In North Dakota, an oil pipeline is being built on one of the Standing Rock Sioux Tribe’s sacred tribal sites and few news outlets seem to be covering the story in a meaningful way. 

The Dakota Access pipeline will carry crude oil from the Bakken and Three Forks production areas in North Dakota to Illinois. It is a massive project, and the company responsible for it is touting its safety and reliability, as well as its commitment to protect landowner interests.

However, in North Dakota the pipeline is planned to cross areas beneath areas of the Little Missouri and Missouri rivers that not only provide drinking water to the Standing Rock Sioux reservation and millions of others downstream, but also are designated as sacred tribal sites and wildlife protection zones.

So the Standing Rock Sioux filed a lawsuit against federal regulators for approving the pipeline. The hearing is scheduled for Aug. 24. 

In the meantime, construction of the pipeline has begun after it was given the go-ahead by North Dakota state officials. In response to the concerns voiced by the Standing Rock Sioux, North Dakota Department of Natural Resources spokesperson Kevin Baskins stated: “The bottom line is that they will go around the area by going underneath it.”

But members of the Standing Rock Sioux and other tribes from other nearby reservations aren't giving up hope. They have been protesting to halt construction of the pipleline, and on Aug. 12, Dave Archambault, the Standing Rock Sioux Chairman, pictured above, was arrested for disorderly conduct and pushing back on a police line. 

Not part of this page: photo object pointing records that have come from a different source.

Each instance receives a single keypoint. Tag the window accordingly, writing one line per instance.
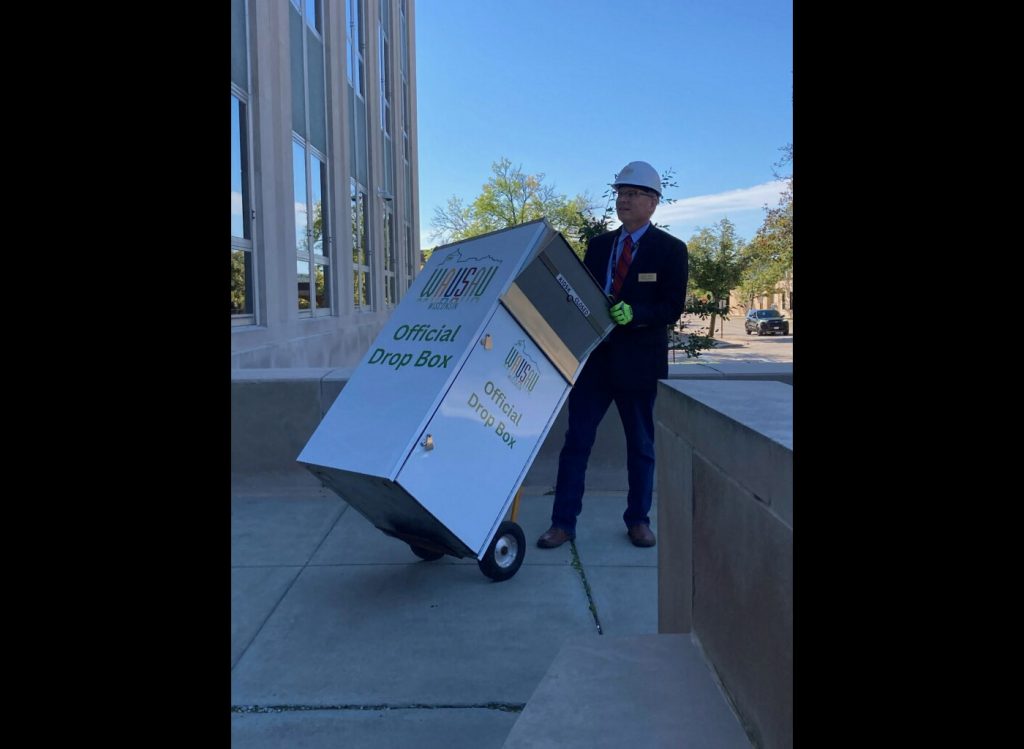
(358, 153)
(242, 246)
(243, 282)
(309, 162)
(360, 254)
(314, 14)
(353, 43)
(390, 263)
(309, 174)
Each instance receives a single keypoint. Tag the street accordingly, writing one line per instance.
(734, 344)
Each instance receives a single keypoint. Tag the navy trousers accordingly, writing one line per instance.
(588, 402)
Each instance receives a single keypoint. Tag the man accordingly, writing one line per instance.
(644, 272)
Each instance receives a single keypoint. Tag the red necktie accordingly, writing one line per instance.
(623, 267)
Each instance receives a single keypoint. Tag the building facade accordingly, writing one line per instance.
(325, 227)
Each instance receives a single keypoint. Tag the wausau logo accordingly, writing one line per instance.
(572, 296)
(450, 284)
(521, 367)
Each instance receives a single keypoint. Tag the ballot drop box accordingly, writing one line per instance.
(435, 430)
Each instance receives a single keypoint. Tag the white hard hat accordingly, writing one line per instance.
(640, 174)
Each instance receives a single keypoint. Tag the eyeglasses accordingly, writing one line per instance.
(631, 194)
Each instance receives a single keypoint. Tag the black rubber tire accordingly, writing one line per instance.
(426, 554)
(505, 554)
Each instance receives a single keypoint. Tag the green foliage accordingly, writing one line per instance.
(716, 264)
(510, 197)
(239, 283)
(768, 257)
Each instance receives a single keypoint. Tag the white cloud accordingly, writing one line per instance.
(707, 209)
(744, 207)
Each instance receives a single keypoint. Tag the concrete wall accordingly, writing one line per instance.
(725, 539)
(274, 411)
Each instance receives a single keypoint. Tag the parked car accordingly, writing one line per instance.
(765, 322)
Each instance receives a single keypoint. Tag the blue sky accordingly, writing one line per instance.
(578, 88)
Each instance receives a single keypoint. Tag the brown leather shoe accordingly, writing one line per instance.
(642, 536)
(554, 537)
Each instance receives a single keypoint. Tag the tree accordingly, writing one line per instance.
(769, 255)
(510, 197)
(717, 263)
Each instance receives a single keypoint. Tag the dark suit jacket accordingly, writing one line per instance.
(635, 356)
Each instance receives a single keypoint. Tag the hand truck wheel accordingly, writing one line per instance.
(505, 554)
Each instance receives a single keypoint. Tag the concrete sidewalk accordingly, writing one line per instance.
(341, 636)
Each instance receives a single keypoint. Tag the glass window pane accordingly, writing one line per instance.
(299, 182)
(240, 169)
(240, 55)
(323, 300)
(313, 13)
(295, 47)
(242, 302)
(302, 272)
(318, 181)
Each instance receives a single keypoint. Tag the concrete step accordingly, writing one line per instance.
(648, 691)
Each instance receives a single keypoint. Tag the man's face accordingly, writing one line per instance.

Upon being released from jail Archambault was also hit with a lawsuit from the pipeline company demanding restraining orders and "unspecified monetary damages."

Eighteen other men and women from the Standing Rock Sioux have also been arrested over the course of protests.

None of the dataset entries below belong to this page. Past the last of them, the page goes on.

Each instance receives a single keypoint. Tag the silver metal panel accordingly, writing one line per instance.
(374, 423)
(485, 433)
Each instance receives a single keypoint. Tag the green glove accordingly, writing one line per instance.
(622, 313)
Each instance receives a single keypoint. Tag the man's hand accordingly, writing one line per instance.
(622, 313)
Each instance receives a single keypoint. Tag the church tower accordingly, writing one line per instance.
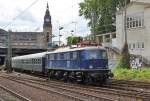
(47, 26)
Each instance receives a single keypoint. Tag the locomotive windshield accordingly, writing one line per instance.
(94, 54)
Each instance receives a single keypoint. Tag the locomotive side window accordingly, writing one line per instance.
(51, 56)
(61, 56)
(67, 56)
(94, 54)
(55, 56)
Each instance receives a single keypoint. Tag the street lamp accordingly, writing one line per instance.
(60, 28)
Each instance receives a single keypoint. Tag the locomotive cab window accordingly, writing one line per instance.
(73, 55)
(94, 54)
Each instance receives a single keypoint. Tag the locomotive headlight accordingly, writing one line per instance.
(91, 67)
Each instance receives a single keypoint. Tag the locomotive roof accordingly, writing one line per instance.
(68, 49)
(36, 55)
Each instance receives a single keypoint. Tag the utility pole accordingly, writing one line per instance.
(9, 53)
(125, 21)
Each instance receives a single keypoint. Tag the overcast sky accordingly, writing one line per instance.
(63, 13)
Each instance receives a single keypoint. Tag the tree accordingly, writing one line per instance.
(101, 14)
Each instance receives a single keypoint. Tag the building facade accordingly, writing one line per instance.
(137, 26)
(30, 40)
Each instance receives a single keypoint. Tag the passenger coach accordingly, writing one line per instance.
(32, 62)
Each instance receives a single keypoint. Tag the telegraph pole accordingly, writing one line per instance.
(9, 53)
(125, 22)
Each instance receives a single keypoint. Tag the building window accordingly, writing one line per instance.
(135, 21)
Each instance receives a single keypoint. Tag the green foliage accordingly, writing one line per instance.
(73, 40)
(125, 57)
(142, 74)
(101, 14)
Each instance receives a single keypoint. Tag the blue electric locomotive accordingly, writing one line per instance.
(87, 64)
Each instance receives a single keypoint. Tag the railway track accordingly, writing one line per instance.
(128, 83)
(22, 98)
(96, 91)
(69, 93)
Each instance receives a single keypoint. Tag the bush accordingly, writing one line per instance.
(142, 74)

The protesters argue that the National Historic Preservation Act, which encourages the “protection of Native American cultural items” in line with the Native American Graves Protection and Repatriation Act, and the 1978 American Indian Religious Freedom Act (AIRFA), which formally grants Native Americans the right to access sacred sites and requires all government agencies to “eliminate interference with the free exercise of Native religion," are being violated. 

Even though AIRFA and other laws have repeatedly failed to protect sacred sites and have been proven nearly unenforceable, most notably during the case Lying vs. Northwest Indian Cemetery Protective Association, the Standing Rock Sioux still see these laws that were passed by Congress as laws designed to protect Native American rights and culture.

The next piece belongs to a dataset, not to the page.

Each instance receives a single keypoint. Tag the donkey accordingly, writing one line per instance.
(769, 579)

This is understandable, as everything from the titles of the laws to the words within them would lead one to think that they do indeed protect Native American rights and culture.

However, in form sadly consistent with American history to date, the Standing Rock Sioux’s belief that the US has made laws protecting them has landed their chairman and several of its members in jail.

Local news outlets have been attentive to the story, and the Standing Rock Sioux have even attracted the attention of Hollywood stars like Rosario Dawson, Shailene Woodly, and Riley Keough.  Despite this, it has not gained major traction in the national media.

Few nationwide news outlets have covered the protests or grievances of the Standing Rock Sioux in depth, and those that have cannot seem to see that this story is bigger than an oil pipeline. 

So here we stand again after nearly 500 years of abusing, ignoring, and violating previously negotiated laws and treaties with Native Americans. Let's not repeat the errors of the past.